Theresa, a traditional plant medicine woman, is part of the SQ team for the summer. We had a one-on-one session together where she scrubbed by skin with ceremonial plants and told me that I was fit. I wanted more, at first, then realized that there might not have been more and I should be grateful. Now, she appeared suddenly and smiled down at me. I felt her energy as she warmly told me that I was a campeón (champion). I wanted to know more but she just smiled and then moved on. 

Throughout the whole experience I struggled to understand what was real and what was not real. I still didn’t know what to believe and what I had to do. I had lost my compass. Then, the server who had already given me twice my suggested Ayahuasca allowance bent a knee and said that I should seek out someone whose name was Jeanette, or possibly Ginette. He said that all my questions would be answered by this person and somehow planted the idea that this person was God, or at least God-like.

As I lay back I again glanced skyward and saw a sign of a divine intelligence.

Across from me in the human circle around the fire were only a few others and people would typically come a go except for one or two others. One was a lean, long-haired mid-thirties man who sit almost motionless, who, later, would describe himself as a seeker. Another was a large, joyful woman that exuded confidence and power, who, while seated ramrod upright used her hands and arms to dance with the music. Both were beautiful. Both were real. 

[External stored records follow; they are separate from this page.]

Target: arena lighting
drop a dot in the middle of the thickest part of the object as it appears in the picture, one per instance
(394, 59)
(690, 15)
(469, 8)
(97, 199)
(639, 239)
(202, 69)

I no longer felt the compulsion to stand. I was content to feel connected to both the earth and the cosmos. i felt their respected life forces of nurture and nature as originating from the same source of love. I lay back and closed my eyes as the music fell over me like a warm blanket on this cool night. Yet, I still wanted to see more. 

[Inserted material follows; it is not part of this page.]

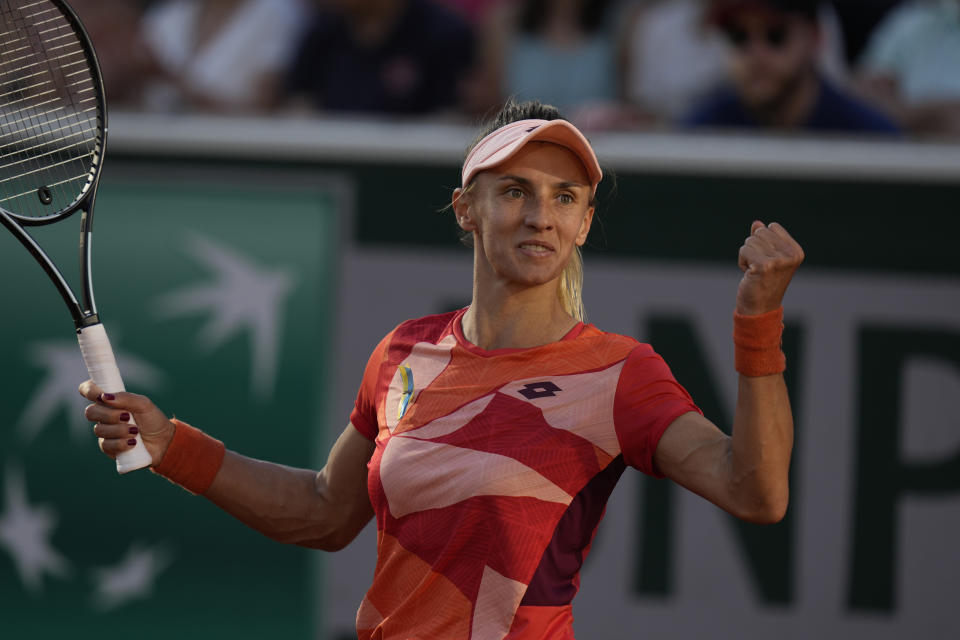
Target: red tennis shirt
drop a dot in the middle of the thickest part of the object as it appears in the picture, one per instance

I still wanted to see a deity or, at least some visual sign of superior life force or intelligence. When I opened my eyes and next glanced at the sky I saw none of the ever-present airplanes traveling to and fro over this well travelled city. it took a moment before I saw what appeared to me as an alignment of the stars. I took another moment before I noticed all the stars were shaped like a necklace. I thought this was another illusion but one that I felt that I could embrace as a sign of a divine intelligence. 

I also realized that this world is not real, at least in the physical sense of reality.

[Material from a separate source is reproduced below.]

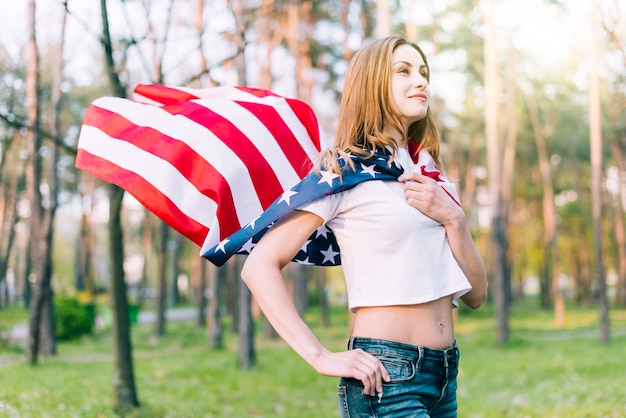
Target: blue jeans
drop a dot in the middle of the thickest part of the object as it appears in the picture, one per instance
(423, 382)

Quantum mechanics says that reality is what we choose it to be. A photon, the smallest discrete amount or quantum of electromagnetic radiation, can act like a bullet-like particle or a rippling wave and that it’s configuration isn’t predetermined. Even time is not how we were raised to think of it. So who is to say what is real and what isn’t?

Today turned my sense of reality upside down. It made me realize that there is so much to learn from this precious world. I don’t know what I don’t know except it is likely more that I know now. So it isn’t a leap for me to see myself as an insignificant part of the natural world or to appreciate that I’ve experienced infinite love today.